Il convegno è stato introdotto dall’assessore alla Cultura del Comune di Macerata Katiuscia Cassetta, che ha portato i saluti del sindaco Sandro Parcaroli e rivolto un pensiero all’assessore e architetto Silvano Iommi, promotore dell’iniziativa.

Assente per motivi di salute, Silvano Iommi avrebbe illustrato la relazione architettonica-progettuale e narrato le similitudini che accomunano il tempo attuale a quel periodo.
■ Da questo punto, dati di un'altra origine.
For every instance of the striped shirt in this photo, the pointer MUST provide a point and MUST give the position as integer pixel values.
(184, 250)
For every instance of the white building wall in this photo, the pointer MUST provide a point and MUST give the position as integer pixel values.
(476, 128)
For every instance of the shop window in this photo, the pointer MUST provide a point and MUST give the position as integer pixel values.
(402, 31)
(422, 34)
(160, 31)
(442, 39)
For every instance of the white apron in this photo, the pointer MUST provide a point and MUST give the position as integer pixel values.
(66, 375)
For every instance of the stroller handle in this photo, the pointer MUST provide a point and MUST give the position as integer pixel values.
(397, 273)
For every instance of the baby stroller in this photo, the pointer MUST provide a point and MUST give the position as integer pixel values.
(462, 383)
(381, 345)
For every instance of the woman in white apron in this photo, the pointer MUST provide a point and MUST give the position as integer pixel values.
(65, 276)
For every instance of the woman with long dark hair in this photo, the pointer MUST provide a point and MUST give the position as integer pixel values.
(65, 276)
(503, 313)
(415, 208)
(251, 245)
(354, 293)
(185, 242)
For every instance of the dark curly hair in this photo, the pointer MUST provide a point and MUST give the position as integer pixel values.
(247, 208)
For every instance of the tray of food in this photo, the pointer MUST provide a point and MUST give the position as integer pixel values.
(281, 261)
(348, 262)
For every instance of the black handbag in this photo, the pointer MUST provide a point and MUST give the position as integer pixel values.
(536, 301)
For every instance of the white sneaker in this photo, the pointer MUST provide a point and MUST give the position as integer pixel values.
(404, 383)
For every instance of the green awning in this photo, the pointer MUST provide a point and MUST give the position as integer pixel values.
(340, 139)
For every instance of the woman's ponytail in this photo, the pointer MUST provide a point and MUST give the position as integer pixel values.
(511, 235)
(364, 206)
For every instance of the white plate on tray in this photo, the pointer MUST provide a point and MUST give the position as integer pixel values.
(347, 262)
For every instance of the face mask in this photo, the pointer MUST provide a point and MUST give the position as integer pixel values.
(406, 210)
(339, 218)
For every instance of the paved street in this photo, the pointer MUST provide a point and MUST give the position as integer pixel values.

“Siamo qui per ricordare i 200 anni dalla posa della prima pietra di questa Arena – ha affermato l’assessore Katiuscia Cassetta , nata dalla generosità di tanti maceratesi che qui scelsero di costruire un luogo dedicato al gioco del bracciale e poi diventato un luogo ideale per il canto e lo spettacolo. Un luogo a noi caro lo Sferisterio, unico e al quale tutti i maceratesi sono legati e dal quale ci sentiamo rappresentati. In un periodo di profonda difficoltà per la città, colpita da una crisi pandemica dovuta alla diffusione del tifo petecchiale che colpì Macerata e lo Stato Pontificio causando migliaia di vittime, che portò poi ad una profonda crisi economica e sociale,  grazie alla generosità di tanti privati e del  Comune nacque un luogo unico e ancora simbolo della città dopo più di 200 anni e la città superò ogni difficoltà”.

sferisterio

“Uno spazio che mi auguro rappresenti anche la capacità di ognuno di noi di superare le difficoltà di questo momento storico – ha concluso l’assessore Cassetta – riuscendo ad accogliere le nuove sfide che ci vengono  presentate e che continui ad unire tutte le migliori energie del territorio ancor strette intorno ad un progetto di rinascita e pronte a dimostrare che deve esserci  sempre speranza e ottimismo per un futuro che nell’immediato può sembrarci pesante e difficile ma che può trasformarsi invece  in una  sfida  per ipotizzare nuove soluzioni creative e culturali per la rinascita della nostra città”.

Si è passati poi alla proiezione di un breve video a cura di Luigi Ricci a cui è poi seguito l’intervento di Alberto Meriggi dal titolo “Il gioco del pallone col bracciale. Rapporto tra due grandi dell’800 marchigiano Giacomo Leopardi e Carlo Didimi”.

Il convegno Sferisterio200 si è avvalso del patrocinio dell’associazione Amici di Palazzo Buonaccorsi, della Società civile dello Sferisterio Eredi dei Cento consorti, del Centro studi storici maceratesi, dell’Archivio di Stato, dell’Ordine degli Architetti, della Reggia Picena e dell’associaizone culturale Le Casette.